Damit ein Hochtöner die Dynamik der Musik uneingeschränkt übertragen kann, muss er so kühl wie möglich betrieben werden. Dies gilt insbesondere bei hoher Belastung. Das Problem dabei ist, dass die Schwingspule des Hochtöners klein und leicht sein muss, um auf die sehr hohen Frequenzen anzusprechen, wodurch sie aber sehr schnell warm wird. Je wärmer nun die Spule wird, umso mehr steigt ihr elektrischer Widerstand, so dass der durch sie fließende Strom, der wiederum die auf die Kalotte ausgeübte Kraft bestimmt, nicht mehr proportional zum Spannungssignal des Verstärkers ist.

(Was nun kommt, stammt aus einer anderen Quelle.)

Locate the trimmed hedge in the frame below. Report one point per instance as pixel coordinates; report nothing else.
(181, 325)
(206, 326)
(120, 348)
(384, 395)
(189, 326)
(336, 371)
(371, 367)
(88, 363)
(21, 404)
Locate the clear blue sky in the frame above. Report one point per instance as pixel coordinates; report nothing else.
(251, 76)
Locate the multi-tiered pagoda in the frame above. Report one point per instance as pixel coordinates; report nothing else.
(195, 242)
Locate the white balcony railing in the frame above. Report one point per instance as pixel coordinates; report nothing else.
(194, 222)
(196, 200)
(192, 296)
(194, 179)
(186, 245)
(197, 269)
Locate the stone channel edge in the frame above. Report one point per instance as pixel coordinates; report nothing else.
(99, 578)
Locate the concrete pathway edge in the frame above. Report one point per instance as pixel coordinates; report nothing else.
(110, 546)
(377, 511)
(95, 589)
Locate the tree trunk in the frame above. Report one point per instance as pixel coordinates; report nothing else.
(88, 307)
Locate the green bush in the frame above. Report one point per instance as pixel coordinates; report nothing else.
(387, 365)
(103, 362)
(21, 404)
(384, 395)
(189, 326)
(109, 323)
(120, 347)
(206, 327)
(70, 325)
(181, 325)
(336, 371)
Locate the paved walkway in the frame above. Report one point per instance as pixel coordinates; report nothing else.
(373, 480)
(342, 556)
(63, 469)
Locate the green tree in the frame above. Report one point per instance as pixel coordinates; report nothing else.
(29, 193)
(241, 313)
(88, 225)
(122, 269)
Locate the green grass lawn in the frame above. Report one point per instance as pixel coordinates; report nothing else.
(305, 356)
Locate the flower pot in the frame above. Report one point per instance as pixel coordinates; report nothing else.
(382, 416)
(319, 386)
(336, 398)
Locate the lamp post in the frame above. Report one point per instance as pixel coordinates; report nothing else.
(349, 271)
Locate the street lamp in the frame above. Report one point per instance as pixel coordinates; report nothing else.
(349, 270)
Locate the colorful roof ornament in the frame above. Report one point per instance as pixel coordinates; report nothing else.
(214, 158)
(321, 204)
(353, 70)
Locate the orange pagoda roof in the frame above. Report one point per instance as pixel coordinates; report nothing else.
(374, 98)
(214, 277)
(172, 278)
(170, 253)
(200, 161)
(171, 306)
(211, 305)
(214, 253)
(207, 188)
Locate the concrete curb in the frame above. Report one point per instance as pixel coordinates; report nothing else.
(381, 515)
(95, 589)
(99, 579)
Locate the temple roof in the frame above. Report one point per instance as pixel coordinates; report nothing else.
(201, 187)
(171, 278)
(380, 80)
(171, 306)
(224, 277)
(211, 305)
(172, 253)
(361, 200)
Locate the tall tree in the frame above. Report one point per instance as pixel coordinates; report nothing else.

Die Folge davon ist eine ungewollte Verdichtung, wodurch die Musik ihren lebendigen Klang verliert.

Die wegen ihrer kleinen Abmessungen eingesetzten Neodym-Eisen-Bor-Magneten können das Problem noch verschlimmern, denn sie eignen sich noch weniger als Wärmeableiter. Aus diesem Grund sind die Nautilus-Röhren der Hochtöner aus der 800 Serie Diamond aus Metall. Sie tragen dazu bei, die Wärme von der Schwingspule abzuleiten. Das Einbringen höherer magnetischer Energie in den Spalt der Schwingspule kann den für einen bestimmten Ausgangspegel erforderlichen Strom reduzieren und damit für einen kühleren Betrieb der Spule sorgen. Aber wie soll das angesichts des schmalen Spalts und der nahezu gesättigten Stahlteile möglich sein? Normale Antriebssysteme verwenden einen einzelnen, zwischen einer Deckplatte und einer Rückenplatte (Mittelpol) angeordneten Magneten (1), wobei die Schwingspule in dem Spalt zwischen der Deckplatte und dem Mittelpol platziert ist.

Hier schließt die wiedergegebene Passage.